What might kindly be referred to as flexibility on the part of the White House may have been necessary to keep the fragile foundation of a ceasefire viable. But it was also a transparent attempt to preserve the political conceit that Trump had won a great victory in a war that polls show is deeply unpopular. “Other presidents marked time and kicked the can down the road. President Trump made history,” Defense Secretary Pete Hegseth said. It’s tough to square such an assessment with the events on the first day of the ceasefire.
Problems are piling up for the Trump team ahead of the planned talks under the auspices of Pakistan, which has been using its friendships in Tehran and Washington to chase a breakthrough.
First up is the question of the Israeli offensive in Lebanon that could scupper the talks even before they begin. The intense attacks on Iran-backed Hezbollah fighters there suggested Israel was taking advantage of a lull in operations over Iran. Tehran insisted that the attacks were a breach of the ceasefire and used them to justify closing the Strait of Hormuz. Washington insisted that Lebanon was not included in the deal. Vance tried to ease the situation by insisting that Iran had fallen prey to a good-faith misunderstanding about the scope of the ceasefire.

But it’s a poor reflection on the nascent diplomatic process when one side is unaware of a critical part of a ceasefire. The disconnect also reflects the lack of any formal agreement bolstering the truce. And the Israeli implication that the Lebanon war is separate from the one with Iran is a nonstarter in Tehran. More than 100 strikes on Wednesday that killed at least 182 people targeted Hezbollah — a proxy critical to Iran’s regional power base.
Such treacherous regional dynamics explain fears the ceasefire won’t endure until the weekend.
If the meeting does happen, it’s likely to be only the start of a tortuous process that will test the skill and staying power of Trump and his team.
Negotiations with Iran are typically exhausting and prolonged. The Islamic Republic, in this case, seems to have a strong hand with its control over the Strait of Hormuz — a card it can use to hold the global economy hostage. It can also use this new leverage as a cash cow to impose levies on tankers; as a cudgel to punish the US in negotiations; or as a carrot to secure the lifting of US sanctions.

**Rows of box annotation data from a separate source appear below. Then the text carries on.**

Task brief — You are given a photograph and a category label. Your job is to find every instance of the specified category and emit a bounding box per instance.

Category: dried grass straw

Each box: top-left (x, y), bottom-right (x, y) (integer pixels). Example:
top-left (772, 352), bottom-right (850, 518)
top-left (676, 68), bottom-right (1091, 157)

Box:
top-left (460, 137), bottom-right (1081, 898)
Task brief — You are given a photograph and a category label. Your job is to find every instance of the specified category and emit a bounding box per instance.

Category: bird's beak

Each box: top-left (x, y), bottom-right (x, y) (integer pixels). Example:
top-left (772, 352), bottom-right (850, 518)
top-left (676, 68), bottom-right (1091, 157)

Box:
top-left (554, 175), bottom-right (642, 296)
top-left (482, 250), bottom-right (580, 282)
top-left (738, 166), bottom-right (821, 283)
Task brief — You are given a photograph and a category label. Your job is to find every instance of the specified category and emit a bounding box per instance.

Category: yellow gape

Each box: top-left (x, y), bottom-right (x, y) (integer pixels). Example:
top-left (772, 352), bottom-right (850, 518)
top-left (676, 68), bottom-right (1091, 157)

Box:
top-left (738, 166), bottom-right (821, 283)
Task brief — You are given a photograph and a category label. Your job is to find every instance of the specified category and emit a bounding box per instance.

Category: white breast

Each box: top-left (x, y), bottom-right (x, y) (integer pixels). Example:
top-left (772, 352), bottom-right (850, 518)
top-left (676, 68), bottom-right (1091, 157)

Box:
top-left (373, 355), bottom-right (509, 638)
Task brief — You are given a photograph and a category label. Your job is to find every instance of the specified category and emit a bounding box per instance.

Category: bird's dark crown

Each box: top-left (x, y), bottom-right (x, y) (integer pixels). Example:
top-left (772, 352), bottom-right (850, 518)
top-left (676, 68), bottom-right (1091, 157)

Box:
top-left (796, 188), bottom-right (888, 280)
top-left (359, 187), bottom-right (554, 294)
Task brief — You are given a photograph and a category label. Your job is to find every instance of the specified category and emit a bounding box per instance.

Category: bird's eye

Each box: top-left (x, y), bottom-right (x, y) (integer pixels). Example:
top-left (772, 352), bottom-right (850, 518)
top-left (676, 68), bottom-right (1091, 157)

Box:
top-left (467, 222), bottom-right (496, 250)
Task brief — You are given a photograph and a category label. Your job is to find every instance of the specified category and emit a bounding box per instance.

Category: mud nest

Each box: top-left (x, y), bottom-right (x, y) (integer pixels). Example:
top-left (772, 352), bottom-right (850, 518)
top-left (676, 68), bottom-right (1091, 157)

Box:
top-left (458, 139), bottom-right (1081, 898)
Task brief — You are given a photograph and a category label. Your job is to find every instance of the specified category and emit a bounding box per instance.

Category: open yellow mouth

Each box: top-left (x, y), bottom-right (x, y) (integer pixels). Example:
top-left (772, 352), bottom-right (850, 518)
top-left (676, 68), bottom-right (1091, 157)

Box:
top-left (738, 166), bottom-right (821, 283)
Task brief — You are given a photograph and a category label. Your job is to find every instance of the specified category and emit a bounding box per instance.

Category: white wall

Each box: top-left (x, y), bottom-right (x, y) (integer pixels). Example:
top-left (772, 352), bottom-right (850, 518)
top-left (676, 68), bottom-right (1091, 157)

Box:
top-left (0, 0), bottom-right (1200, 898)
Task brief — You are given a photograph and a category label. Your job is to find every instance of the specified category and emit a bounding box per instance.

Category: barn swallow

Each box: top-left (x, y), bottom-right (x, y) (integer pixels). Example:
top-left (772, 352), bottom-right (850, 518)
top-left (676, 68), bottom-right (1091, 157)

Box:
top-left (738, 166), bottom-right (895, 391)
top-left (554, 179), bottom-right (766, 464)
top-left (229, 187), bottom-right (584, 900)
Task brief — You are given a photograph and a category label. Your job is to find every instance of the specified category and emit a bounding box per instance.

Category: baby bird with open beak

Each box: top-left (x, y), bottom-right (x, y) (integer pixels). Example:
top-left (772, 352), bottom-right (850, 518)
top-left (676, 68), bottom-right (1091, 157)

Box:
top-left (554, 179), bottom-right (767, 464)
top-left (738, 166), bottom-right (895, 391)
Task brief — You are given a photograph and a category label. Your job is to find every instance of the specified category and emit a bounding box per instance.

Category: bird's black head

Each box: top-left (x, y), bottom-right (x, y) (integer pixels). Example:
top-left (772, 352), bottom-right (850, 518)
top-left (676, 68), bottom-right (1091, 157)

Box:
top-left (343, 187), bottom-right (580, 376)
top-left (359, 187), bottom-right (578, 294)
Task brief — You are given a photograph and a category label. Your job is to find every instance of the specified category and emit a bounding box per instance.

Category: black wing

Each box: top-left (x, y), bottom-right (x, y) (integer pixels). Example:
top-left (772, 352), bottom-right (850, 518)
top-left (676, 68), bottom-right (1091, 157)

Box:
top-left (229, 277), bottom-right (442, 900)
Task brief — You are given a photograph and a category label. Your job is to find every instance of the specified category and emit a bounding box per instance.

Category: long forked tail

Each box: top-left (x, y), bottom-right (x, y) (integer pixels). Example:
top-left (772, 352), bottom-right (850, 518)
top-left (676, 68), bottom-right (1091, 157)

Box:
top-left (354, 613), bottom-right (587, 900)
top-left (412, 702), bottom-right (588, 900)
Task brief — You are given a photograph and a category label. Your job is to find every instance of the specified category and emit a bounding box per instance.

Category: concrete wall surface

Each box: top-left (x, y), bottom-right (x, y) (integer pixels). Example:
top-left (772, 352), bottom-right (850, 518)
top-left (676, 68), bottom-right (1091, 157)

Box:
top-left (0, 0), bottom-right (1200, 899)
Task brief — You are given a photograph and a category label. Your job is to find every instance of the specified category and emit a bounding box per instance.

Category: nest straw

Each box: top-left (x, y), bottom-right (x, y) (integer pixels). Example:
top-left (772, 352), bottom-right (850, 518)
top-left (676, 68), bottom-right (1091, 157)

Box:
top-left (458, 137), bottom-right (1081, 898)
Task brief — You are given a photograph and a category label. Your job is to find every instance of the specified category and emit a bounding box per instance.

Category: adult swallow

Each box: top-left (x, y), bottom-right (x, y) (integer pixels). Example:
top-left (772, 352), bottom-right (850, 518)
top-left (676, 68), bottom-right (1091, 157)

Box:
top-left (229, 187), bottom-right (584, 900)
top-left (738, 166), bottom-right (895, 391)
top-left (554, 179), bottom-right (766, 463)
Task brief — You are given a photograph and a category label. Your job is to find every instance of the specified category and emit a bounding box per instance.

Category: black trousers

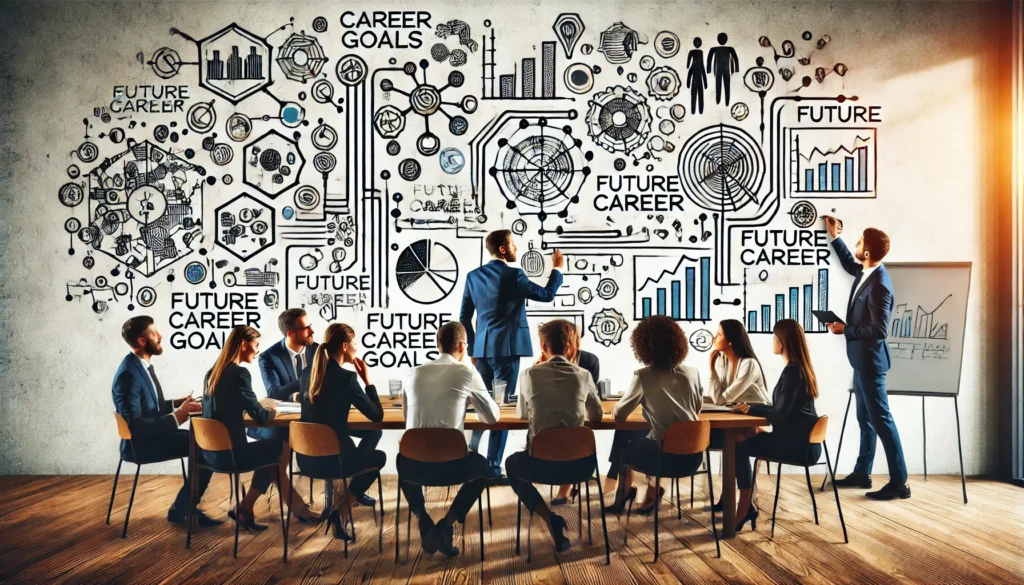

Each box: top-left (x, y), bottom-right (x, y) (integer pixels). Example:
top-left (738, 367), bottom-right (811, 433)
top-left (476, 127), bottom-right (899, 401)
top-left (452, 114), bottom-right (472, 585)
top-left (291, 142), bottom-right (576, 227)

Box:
top-left (396, 453), bottom-right (489, 523)
top-left (505, 451), bottom-right (595, 512)
top-left (624, 438), bottom-right (703, 477)
top-left (736, 432), bottom-right (821, 490)
top-left (130, 429), bottom-right (213, 510)
top-left (203, 438), bottom-right (285, 494)
top-left (607, 430), bottom-right (647, 479)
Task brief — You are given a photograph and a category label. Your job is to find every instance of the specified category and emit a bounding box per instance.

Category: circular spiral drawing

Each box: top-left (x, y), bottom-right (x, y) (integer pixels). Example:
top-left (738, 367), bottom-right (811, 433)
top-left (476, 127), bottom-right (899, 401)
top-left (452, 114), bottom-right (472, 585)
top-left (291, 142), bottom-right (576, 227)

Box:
top-left (679, 124), bottom-right (765, 211)
top-left (490, 120), bottom-right (590, 214)
top-left (587, 86), bottom-right (651, 154)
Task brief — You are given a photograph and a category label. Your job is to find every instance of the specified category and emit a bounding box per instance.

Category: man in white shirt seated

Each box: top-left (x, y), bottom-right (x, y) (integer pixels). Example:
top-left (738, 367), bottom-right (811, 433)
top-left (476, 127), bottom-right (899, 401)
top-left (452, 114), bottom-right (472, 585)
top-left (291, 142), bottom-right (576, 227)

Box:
top-left (397, 322), bottom-right (499, 556)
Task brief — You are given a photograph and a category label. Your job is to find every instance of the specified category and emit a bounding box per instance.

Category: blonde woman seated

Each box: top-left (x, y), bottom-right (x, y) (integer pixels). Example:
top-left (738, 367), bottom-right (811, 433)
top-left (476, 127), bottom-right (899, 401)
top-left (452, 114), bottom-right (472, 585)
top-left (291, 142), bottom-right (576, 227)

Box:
top-left (605, 316), bottom-right (703, 514)
top-left (296, 323), bottom-right (387, 540)
top-left (197, 325), bottom-right (316, 531)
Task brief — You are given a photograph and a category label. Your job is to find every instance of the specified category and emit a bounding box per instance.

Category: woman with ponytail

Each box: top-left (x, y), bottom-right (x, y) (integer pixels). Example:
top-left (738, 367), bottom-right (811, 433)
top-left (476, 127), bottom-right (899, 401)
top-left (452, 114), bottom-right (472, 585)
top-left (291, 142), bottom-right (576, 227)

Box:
top-left (298, 323), bottom-right (387, 540)
top-left (732, 319), bottom-right (821, 532)
top-left (197, 325), bottom-right (315, 531)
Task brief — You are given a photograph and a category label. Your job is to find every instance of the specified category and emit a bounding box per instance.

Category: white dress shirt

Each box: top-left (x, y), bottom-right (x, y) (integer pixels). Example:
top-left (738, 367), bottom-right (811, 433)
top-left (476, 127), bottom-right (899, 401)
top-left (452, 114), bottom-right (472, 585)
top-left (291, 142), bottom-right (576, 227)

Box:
top-left (711, 354), bottom-right (771, 405)
top-left (401, 353), bottom-right (500, 430)
top-left (850, 264), bottom-right (882, 300)
top-left (516, 356), bottom-right (604, 438)
top-left (611, 364), bottom-right (703, 441)
top-left (285, 341), bottom-right (306, 380)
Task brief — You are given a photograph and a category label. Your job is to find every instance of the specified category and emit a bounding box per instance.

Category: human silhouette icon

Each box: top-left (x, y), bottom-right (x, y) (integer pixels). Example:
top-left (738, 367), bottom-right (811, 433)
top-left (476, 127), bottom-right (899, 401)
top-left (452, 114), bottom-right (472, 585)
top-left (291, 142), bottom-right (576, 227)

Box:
top-left (708, 33), bottom-right (739, 106)
top-left (686, 37), bottom-right (708, 114)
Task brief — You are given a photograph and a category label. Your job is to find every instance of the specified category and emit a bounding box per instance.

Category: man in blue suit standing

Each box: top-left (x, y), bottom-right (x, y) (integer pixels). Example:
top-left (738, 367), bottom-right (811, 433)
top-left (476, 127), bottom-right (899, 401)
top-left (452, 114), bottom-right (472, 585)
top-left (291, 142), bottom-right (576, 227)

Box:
top-left (459, 229), bottom-right (563, 478)
top-left (112, 315), bottom-right (223, 526)
top-left (825, 216), bottom-right (910, 500)
top-left (260, 308), bottom-right (382, 506)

This is a far more complex suite of issues than those encountered in the Obama administration’s successful push for a nuclear deal with Tehran. That process took 18 months. There’s been no sign across Trump’s two terms that he has anywhere near that kind of patience. The habitual assumptions of a real estate magnate president that Iran, like most adversaries, is just itching to make a deal may also be a misjudgment of his deeply ideological opponents.
“There is a zero likelihood that you’re going to go into Pakistan for a couple of days and come out with an agreement,” said Brett McGurk, a former senior US national security official who is now a CNN global affairs analyst.
Speaking with CNN’s Kasie Hunt, McGurk advised slowing the process because, without pre-cooked diplomatic agreements, there could be a “breakdown.”
Prospects for success are even more elusive given the altered political conditions caused by the deaths of many top Iranian leaders in the war, including Ayatollah Ali Khamenei. Surviving officials, who’ve absorbed the full might of the US and Israeli militaries for over a month, may conclude they have the upper hand.
While the war was raging, many observers struggled to see how Trump could navigate out of a geopolitical corner he’d made for himself. But there’s no sign his dilemma will eased by pursing an alternative diplomatic track.